Universalitas Taufiq Ismail

Jo Puisi, Denai….


Jo puisi denai badendang

Sampai sanjo umua manjalang

Jo puisi denai bacinto

Sabateh laweh alam nangko

Jo puisi denai mangana

Kaabadian dunia nan fana

Jo puisi denai maratok

Sansaro iduik nan indak diharok

Jo puisi denai mangutuak

Angok zaman nan busuak

Jo puisi denai bado’a

Semoga Tuhan mandanga


Taufiq Ismail, 1965

Alih Bahasa Minang oleh Nazif Basir


Oleh Musriadi Musanif, S.Th.I

(Wartawan Utama/Korda Singgalang Kabupaten Tanah Datar)
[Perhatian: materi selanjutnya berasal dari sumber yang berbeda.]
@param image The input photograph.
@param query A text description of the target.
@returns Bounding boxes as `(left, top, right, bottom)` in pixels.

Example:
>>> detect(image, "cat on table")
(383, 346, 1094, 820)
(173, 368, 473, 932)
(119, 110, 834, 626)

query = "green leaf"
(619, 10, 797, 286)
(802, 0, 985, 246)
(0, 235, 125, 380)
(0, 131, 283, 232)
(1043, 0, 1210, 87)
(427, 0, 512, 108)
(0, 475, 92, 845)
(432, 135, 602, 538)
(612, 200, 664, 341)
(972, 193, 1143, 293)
PADANG PANJANG, kiprahkita.com  - Sebuah puisi yang tak terkira sarat makna. Oleh penulisnya, Tuanku Pujangga Diraja Dr. H. Taufiq Ismail Datuk Panji Alam Khalifatullah, tentu belum terbayangkan, kalau puisi yang ditulisnya pada tahun 1965 dalam Bahasa Indonesia itu, lalu kemudian diterjemahkan ke dalam Bahasa Minangkabau oleh seorang tokoh perantau Minang, akan menjadi sebuah karya yang begitu dahsyat.
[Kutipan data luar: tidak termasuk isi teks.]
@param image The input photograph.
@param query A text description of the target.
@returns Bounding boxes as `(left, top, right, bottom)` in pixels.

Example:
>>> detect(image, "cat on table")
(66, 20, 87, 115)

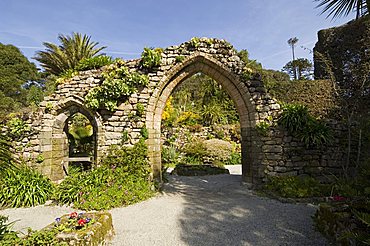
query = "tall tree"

Mengguncang pilar-pilar kehidupan umat manusia di seluruh dunia. Mampu menelisik ke setiap lorong zaman yang dilintasi.


Cobalah baca puisi itu pelan-pelan. Kapan perlu pejam mata, usai Shalat Tahajjud. Tengah malam menjelang dinihari. Puisi itu akan mampu menjadi motivator dahsyat, membangun semangat bagi jiwa-jiwa yang lelah dan putu asa. Jo Puisi, Denai… benar-benar menjadi sebuah kekuatan spiritual yang dahsyat.


Puisi itu telah diterjemahkan sedikitnya ke dalam 80 bahasa di dunia, ketika Dr. Taufiq Ismail Dt. Panji Alam Khalifatullah memasuki usia 80 tahun pada 2015 silam; 58 bahasa dunia dan 22 bahasa daerah di Indonesia.
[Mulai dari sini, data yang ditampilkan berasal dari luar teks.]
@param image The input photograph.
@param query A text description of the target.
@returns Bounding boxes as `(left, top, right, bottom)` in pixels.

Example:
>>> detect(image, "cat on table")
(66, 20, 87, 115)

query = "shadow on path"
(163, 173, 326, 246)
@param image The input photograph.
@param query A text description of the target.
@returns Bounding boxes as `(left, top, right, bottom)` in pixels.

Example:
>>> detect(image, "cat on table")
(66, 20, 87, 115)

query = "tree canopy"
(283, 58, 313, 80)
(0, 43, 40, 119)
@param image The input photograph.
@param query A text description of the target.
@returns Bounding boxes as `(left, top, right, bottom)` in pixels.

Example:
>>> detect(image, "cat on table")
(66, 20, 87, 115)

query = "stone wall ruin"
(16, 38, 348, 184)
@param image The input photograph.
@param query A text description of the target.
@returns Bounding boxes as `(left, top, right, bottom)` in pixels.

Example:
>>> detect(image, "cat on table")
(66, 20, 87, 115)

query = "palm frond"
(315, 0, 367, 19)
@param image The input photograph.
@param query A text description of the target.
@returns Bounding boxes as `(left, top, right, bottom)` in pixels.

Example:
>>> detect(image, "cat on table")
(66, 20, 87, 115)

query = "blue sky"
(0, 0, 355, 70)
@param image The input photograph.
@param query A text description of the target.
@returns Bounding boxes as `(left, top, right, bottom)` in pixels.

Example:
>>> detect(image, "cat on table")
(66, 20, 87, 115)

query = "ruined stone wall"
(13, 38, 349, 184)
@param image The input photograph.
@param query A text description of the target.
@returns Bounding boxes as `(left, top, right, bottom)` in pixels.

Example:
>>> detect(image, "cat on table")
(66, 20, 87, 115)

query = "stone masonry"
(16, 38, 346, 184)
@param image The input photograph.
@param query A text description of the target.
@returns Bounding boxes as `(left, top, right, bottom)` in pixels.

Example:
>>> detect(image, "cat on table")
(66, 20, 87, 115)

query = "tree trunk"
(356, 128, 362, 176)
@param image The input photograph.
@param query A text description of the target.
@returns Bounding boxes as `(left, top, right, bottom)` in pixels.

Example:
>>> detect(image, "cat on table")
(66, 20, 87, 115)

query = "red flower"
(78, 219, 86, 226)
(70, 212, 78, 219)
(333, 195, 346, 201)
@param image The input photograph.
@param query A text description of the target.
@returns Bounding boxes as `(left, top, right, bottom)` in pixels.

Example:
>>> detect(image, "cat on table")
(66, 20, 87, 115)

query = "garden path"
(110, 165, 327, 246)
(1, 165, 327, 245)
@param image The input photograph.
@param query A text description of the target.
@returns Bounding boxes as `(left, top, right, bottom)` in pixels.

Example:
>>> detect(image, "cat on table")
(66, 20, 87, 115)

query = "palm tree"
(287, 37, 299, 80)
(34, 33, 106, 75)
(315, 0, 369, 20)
Puisi aslinya berjudul “Dengan Puisi, Aku…” ketika dibaca dalam Bahasa Minang, sebagai akar Taufiq Ismail, tentu saja menjadi sangat dahsyat, karena mampu menelisik ke bagian paling mendasar dalam tatanan hidup masyarakat Minangkabau, yang pada tahun 1965 itu belum pulih dari dari sebuah ‘kekalahan besar’ akibat gerakan Pemerintahan Revolusioner Republik Indonesia (PRRI) 1958-1959, lalu kemudian negeri ini berada di bawah bayang-bayang ancaman Partai Komunis Indonesia (PKI) yang bermuara pada pemberontakan Gerakan 30 September Partai Komunis Indonesia (G30S/PKI).


Pada tahun 1955 itu, Taufiq Ismail sudah berusia 30 tahun. Beliau dilahirkan di Bukittinggi pada 25 Juni 1935. Di usia itu, kendati semangat dan jiwa muda sedang menyala-nyala, namun beliau sudah meneguhkan komitmen, puisi adalah pilihan utama untuk mengekspresikan semuanya dalam menjalani kehidupan ini.


Dr. H. Taufiq Ismail didampingi istri; Ibu Ati Taufiq Ismail.(dok mus)


Taufiq sangat yakin, puisi adalah jalan hidupnya. Dengan puisi itu, semuanya akan diaplikasikan, termasuk sebagai jalan hidup. Bernyanyi, menangis, mengkspresikan cinta, menjalani hari-hari, mendekatkan diri kepada Yang Maha Kuasa, memenuhi kebutuhan hidup, dan lain-lain. Bahkan doa yang disampaikan kepada Sang Maha Pengasih dan Penyayang pun, juga disampaikan dengan puisi. 


PENUH MAKNA

Puisi bagi Taufiq Ismail adalah jalan hidup, cerminan diri, dan filsafat kehidupan. Itu dibuktikan dengan puisi-puisi yang ditulisnya penuh makna, yang beliau tulis pada kondisi aktual, sesuai dengan situasi yang sedang dijalani umat manusia. Sesuai riak gelombang zaman.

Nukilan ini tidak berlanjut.